References

Stockwell F. The unpopular patient.London: RCN Publications; 1972

From staff nurse to nurse consultant: Survival Guide part 10: Surviving ‘difficult’ patients

26 March 2020
Volume 29 · Issue 6

Abstract

John Fowler, Educational Consultant, explores how to survive your nursing career

One of the first nursing research studies I read was Felicity Stockwell's The Unpopular Patient (Stockwell, 1972), part of the early groundbreaking nursing research that began the shift towards evidence-based nursing. Stockwell's findings showed that nurses did identify some patients as ‘unpopular’ and challenged the readers to examine their interactions with patients and consider the reasons for such feelings. One particularly interesting finding was that unpopular patients were not avoided by the nursing staff, who often spent more time with them at the expense of the ‘uncomplaining’ patients who received less attention. In the 50 years since the work was carried out relatively little empirical research has gone on into the cause, management and effects on staff of those often referred to as ‘difficult patients’.

The danger of labels

Although I'm aware of the danger of labelling some patients as ‘difficult’—and that most people can be difficult given certain stressors and frustrations—nearly all clinical staff that I talk to have found some of their patients difficult in terms of their medical, social or mental health needs, and many have experienced verbal and at times physical abuse from patients. All too often the nurse accepts these difficulties and abuse and just carries on with their work. Verbal and physical abuse is most common in emergency departments and acute mental health settings, often fuelled by alcohol, frustration and fear, but is not uncommon in all other areas of nursing practice. It is triggered by many factors: pain, confusion, anxiety, frustration, fear, mental health problems and a variety of communication difficulties. It is important not to label patients, relatives and staff as ‘difficult’, but it is important to recognise and acknowledge that not all nurse–patient interactions are wonderful and life enhancing.

Recognising trigger factors

In a perfect world patients and their accompanying relatives would be greeted instantly on arrival by an experienced and qualified nurse, sat down in a quiet and comfortable room and assessed immediately. The doctor would be waiting to examine and order any investigations, which would be carried out immediately by experienced and qualified staff. A diagnosis would be made and treatment given, with immediate effects. Transport would be waiting to take the patient and relative home.

The nurse and doctor would then sit down and peacefully write up the notes and await the next patient. Sadly, this utopia does not exist, but anything that diverges from this ideal patient journey can act as a trigger factor generating poor communication, frustration, anxiety and anger. Some of these triggers can be lessened by good communication, changes in the physical environment, better staffing levels and staff training, but others are beyond the control of the clinical nurse, hospital or health service.

Working as a team

Teamwork, leadership and caring for each other form the most important sources of support for all nurses. If you take a few moments to reflect on the staff you work with then you will soon realise that some nurses are very good at caring for patients who have complex health needs, others are very good at caring for the more verbally aggressive patients, others still are good with the confused or anxious patients. Likewise, we each have weaknesses with particular medical conditions or behaviours. Teamwork is initially about using people's strengths whenever possible in terms of patient allocation, but it is also about recognising each other's weaknesses and helping people to develop their skills.

Surviving as a nurse

There are times for all nurses when they will be looking after patients who they find ‘difficult’ to care for. This may be due to the patient's age, medical condition, prognosis, personality or a variety of other factors. Whatever the reason, the nurse is left with feelings of frustration, anxiety, anger, guilt, helplessness or fear.

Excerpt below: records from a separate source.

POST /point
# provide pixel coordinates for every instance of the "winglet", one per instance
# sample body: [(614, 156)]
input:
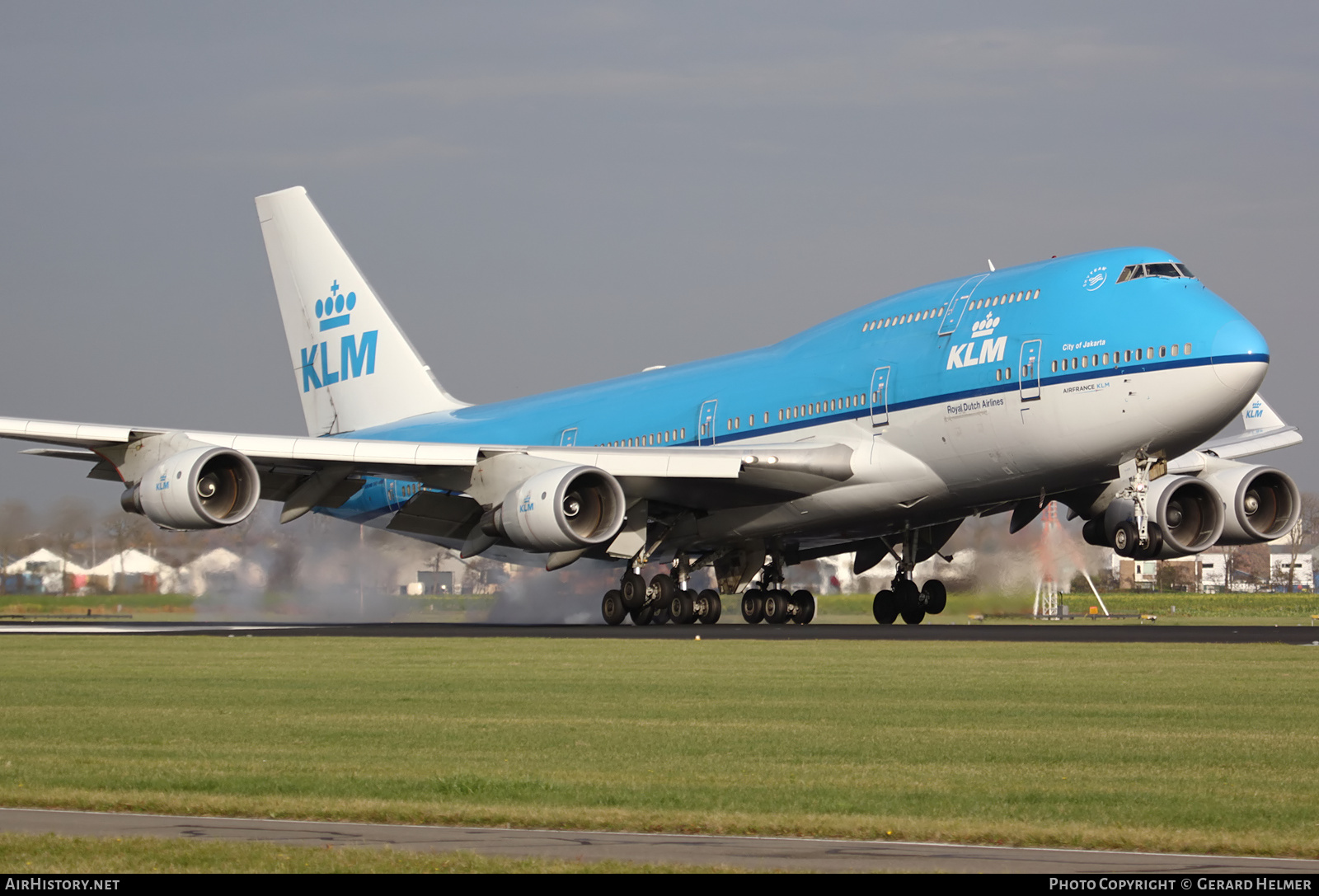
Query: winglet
[(1259, 416)]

If you just accept and absorb these feeling, then they will drain you and, if accumulated over time, can lead to a reduction in your ability to care and eventual burnout. Most importantly, you must seek support from your colleagues and team leader; this can be either in developing skills to manage future situations, or just talking over how this one has made you feel. This is not a weakness in your ability to nurse and care. If you and the team can identify any factors that may have triggered the situation then as a team try to mange them in a positive way in the future. This may mean escalating the trigger factors or causes of the problems to more senior management.

Surviving as a caring profession

The relationship we have with our patients is central to the care and treatment they receive. We need to look honestly at that relationship, exploring the underlying factors that may prevent that relationship being a positive and life-enhancing one. This needs high-quality research that requires funding, an honesty to explore this difficult area and a willingness to act on its findings.